Тома Франклен уловил во взгляде Брюса сомнение. «Конечно, разлагающееся тело издает множество запахов. Муж убитой нашел ее только на четвертые сутки. И все же здесь этот самый запах миндаля прекрасно различается», - подумал Франклен и уже вслух продолжил:
- Внутренняя поверхность пищевода и желудка темного цвета, словно кожура инжира. Видишь, при отравлении цианидом через пищевод слизистая вся разъедается вследствие изменения крови.
- Вижу. Доза требуется большая?
- Нет. В принципе смертельная доза составляет от ста пятидесяти до трехсот миллиграммов. Но некоторым удается выжить, проглотив два грамма и больше. Если цианистые соединения слишком долго хранятся на складе, они могут частично потерять свою активность.
- Ты усматриваешь тут какую-либо связь со стрихнином?
- Нет. Цианид - более чистый яд, Алекс. Он действует гораздо быстрее. Не оставляет времени для страданий.
- Ты хочешь сказать, что она ничего не почувствовала?
- Именно. Как только попавший в рот цианид встречается с водой или желудочным соком, выделяется цианистый водород и…
- Иначе говоря, синильная кислота?
- Если угодно. Это яд препятствует насыщению тканей кислородом. Весь процесс занимает несколько секунд. Но, как это всегда бывает, некоторые особо стойкие организмы сопротивляются в течение пятнадцати - двадцати минут. В общем, учитывая ее хрупкую комплекцию, я бы сказал, что смерть должна была наступить быстро. Ты говоришь, взлома не было?

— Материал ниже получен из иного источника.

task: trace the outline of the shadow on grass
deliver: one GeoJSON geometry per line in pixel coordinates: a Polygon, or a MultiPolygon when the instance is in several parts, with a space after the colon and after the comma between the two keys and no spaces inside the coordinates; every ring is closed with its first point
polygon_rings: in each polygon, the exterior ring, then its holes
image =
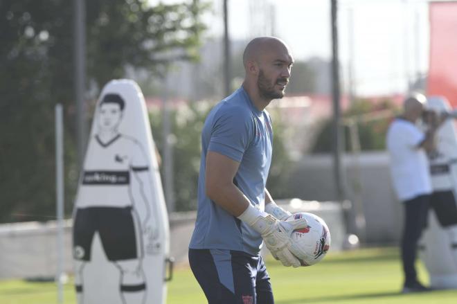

- Не было. И слесарь, который открыл мужу дверь, говорит, что она была закрыта на два оборота. Ключи висели на крючке. Вторые лежали в сумочке. Муж утверждает, что больше ключей не существовало.
- И вы обнаружили пластмассовую кобру?
- Да, она лежала у нее на груди, голова змейки касалась ее шеи.
- Она могла сама ее туда положить.
- Каким образом?
- Цианид, Алекс, редко используют для убийства. Недавно я прочел исследование, в котором анализируются случаи смерти от цианида. Так вот, семьдесят процентов таких смертей составляют самоубийства. Часто это служащие лабораторий и химических предприятий: им не составляет большого труда раздобыть яд.
- Опять мы возвращаемся к «Корониде», Тома.
- Да, но я вспоминаю два убийства, никак не связанных с фармацевтическими кругами. В первом случае была убита девчушка девяти лет - по ошибке, покушались на кого-то другого, - ей в питье была подмешана цианистая соль. Другой случай произошел в Гвиане. И опять мало общего. Члены какой-то секты «покончили жизнь самоубийством» под влиянием своего наставника. Помнишь?